The personalBestPos field holds the best position found by the simulated roach at any point during its movement. The personalBestError holds the error that corresponds to personalBestPos. The groupBestPos field holds the best position found by any of a group of neighbor roaches. The hunger field is an integer value that represents how hungry the roach is. The Random object rnd is used to initialize a roach to a random position.

The Roach class definition continues by defining a constructor:

public Roach(int dim, double minX, double maxX,
  int tHunger, int rndSeed)
{
  this.dim = dim;
  this.position = new double[dim];
  this.velocity = new double[dim];
  this.personalBestPos = new double[dim];
  this.groupBestPos = new double[dim];
...

The minX and maxX parameters are used to set limits for the components of the position vector. Parameter tHunger is a maximum hunger value. When a roach’s hunger reaches tHunger, the roach will move to a new location. The constructor allocates space for the four array fields.

Next, the constructor initializes the Random object and then uses it to set the initial hunger value to a random value:

this.rnd = new Random(rndSeed);
this.hunger = this.rnd.Next(0, tHunger);

Next, the constructor sets the initial position, velocity, personal best location and group best location arrays to random values between minX and maxX:

for (int i = 0; i < dim; ++i) {
  this.position[i] = (maxX - minX) * rnd.NextDouble() + minX;
  this.velocity[i] = (maxX - minX) * rnd.NextDouble() + minX;
  this.personalBestPos[i] = this.position[i];
  this.groupBestPos[i] = this.position[i];
}

The Roach constructor definition finishes like so:

...
    error = RoachOptimizationProgram.Error(this.position);
    personalBestErr = this.error;
  } // ctor
} // Roach

The error field is set by calling external method Error, defined in the calling program class.

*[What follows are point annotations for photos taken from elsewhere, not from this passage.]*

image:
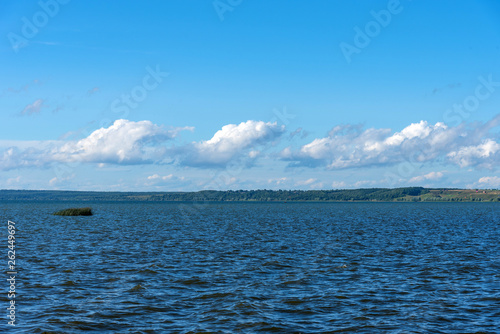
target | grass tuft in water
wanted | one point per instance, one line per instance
(75, 212)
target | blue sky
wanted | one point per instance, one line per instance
(230, 94)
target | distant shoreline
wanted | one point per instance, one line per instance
(407, 194)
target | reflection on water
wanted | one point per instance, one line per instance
(258, 267)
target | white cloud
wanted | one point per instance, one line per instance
(33, 108)
(229, 143)
(339, 185)
(432, 176)
(486, 154)
(124, 142)
(349, 146)
(305, 182)
(489, 182)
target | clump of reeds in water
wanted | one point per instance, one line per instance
(75, 212)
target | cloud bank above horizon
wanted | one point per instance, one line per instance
(253, 144)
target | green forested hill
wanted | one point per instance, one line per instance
(372, 194)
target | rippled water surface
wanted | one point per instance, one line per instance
(256, 268)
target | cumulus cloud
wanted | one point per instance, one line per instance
(158, 180)
(349, 146)
(124, 142)
(33, 108)
(486, 154)
(432, 176)
(489, 182)
(93, 91)
(232, 141)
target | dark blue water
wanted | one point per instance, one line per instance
(256, 268)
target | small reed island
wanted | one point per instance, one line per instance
(75, 212)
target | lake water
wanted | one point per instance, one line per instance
(142, 267)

An alternative approach is to compute the error value before calling the constructor, then pass the error value in as a parameter to the constructor.

Implementing the Roach Algorithm

The RIO algorithm is contained in static method SolveRastrigin, whose definition begins as:

static double[] SolveRastrigin(int dim, int numRoaches,
  int tMax, int rndSeed)
{
  double C0 = 0.7;
  double C1 = 1.43;
  double[] A = new double[] { 0.2, 0.3, 0.4 };
...

Constants C0 and C1 are used when computing a roach’s new velocity, as you’ll see shortly. The values used, 0.7 and 1.43, come from particle swarm theory. You might want to investigate other values.

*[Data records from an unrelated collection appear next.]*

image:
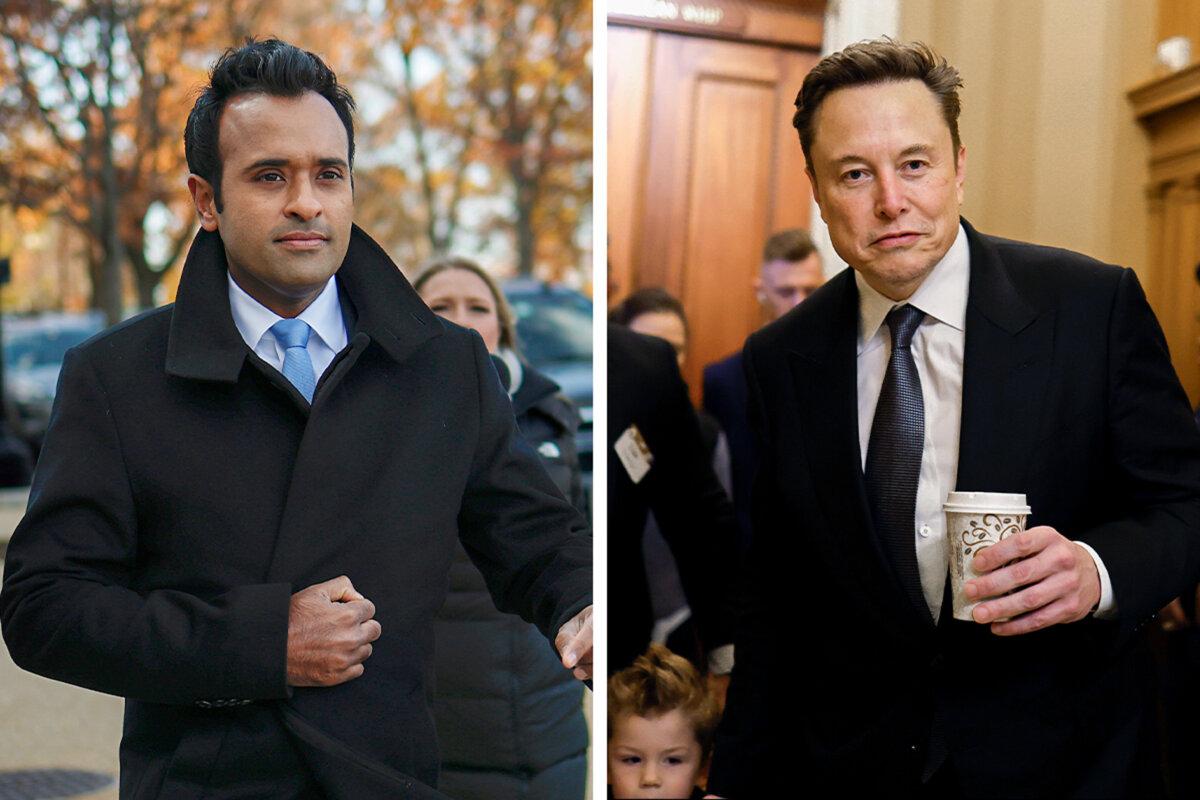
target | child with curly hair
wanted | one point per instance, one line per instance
(661, 721)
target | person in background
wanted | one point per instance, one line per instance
(509, 720)
(790, 272)
(657, 312)
(661, 720)
(657, 462)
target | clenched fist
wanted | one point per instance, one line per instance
(330, 630)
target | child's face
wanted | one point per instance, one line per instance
(654, 757)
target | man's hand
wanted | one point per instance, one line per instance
(1053, 581)
(574, 644)
(330, 630)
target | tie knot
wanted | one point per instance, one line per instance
(292, 332)
(904, 320)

Roaches that are close to each other are called neighbors. Neighbors will sometimes, but not always, exchange information. The array named A holds probabilities. The first value, 0.2, is the probability that a roach with one neighbor will exchange information with that neighbor. The second value, 0.3, is the probability that a roach will exchange information if it has two neighbors. The third value, 0.4, is the probability of exchanging information if a roach has three or more neighbors.

These probability values, (0.2, 0.3, 0.4), are not the ones that were used in the source research paper. The original study used probability values of (0.49, 0.63, 0.65), which correspond to actual roach behavior as described in a biology research paper. I discovered the probabilities that match real roach behavior weren’t as effective as the artificial probability values used in the demo. The definition of method SolveRastrigin continues with:

int tHunger = tMax / 10;
double minX = -10.0;
double maxX = 10.0;
int extinction = tMax / 4;
Random rnd = new Random(rndSeed);

Local variable tHunger determines when a roach will become hungry and leave its current location and neighbors. For example, if tMax is 10,000 as in the demo, then, when a roach’s hunger value reaches tMax / 10 = 1,000, the roach will move to a new position.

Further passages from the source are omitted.